The Arleigh Burke-class guided-missile destroyer USS Fitzgerald (DDG 62) sits in Dry Dock 4 at Fleet Activities (FLEACT) Yokosuka to continue repairs and assess damage sustained from its June 17 collision with a merchant vessel. U.S. Navy Photo
The crew of the USS Fitzgerald was likely at fault in the warship’s collision with a Philippine cargo ship in June and had not been paying attention to their surroundings, according to initial findings in an investigation, a U.S. defense official told Reuters on Friday.
Multiple U.S. and Japanese investigations are under way into how the USS Fitzgerald, a guided missile destroyer, and the much larger ACX Crystal container ship collided in clear weather south of Tokyo Bay in the early hours of June 17.
The collision tore a gash below the Fitzgerald’s waterline, killing seven sailors in what was the greatest loss of life on a U.S. Navy vessel since the USS Cole was bombed in Yemen’s Aden harbor in 2000.
“There was not a lot that went right leading up to the crash.

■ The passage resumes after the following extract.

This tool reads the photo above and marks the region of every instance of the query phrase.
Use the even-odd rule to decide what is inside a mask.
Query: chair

There were a string of errors, but they did a lot after the collision to save lives and the ship,” said the official, who spoke on condition of anonymity.
The official said that in addition to crew members not paying attention to their surroundings, they did not take action until it was too late.
While the investigation is not complete, the official said crew members had given statements and radar data had been gathered, and it was unlikely the findings would change.
A U.S. Navy spokeswoman said the investigation was in the early stages and it was premature to speculate on the causes.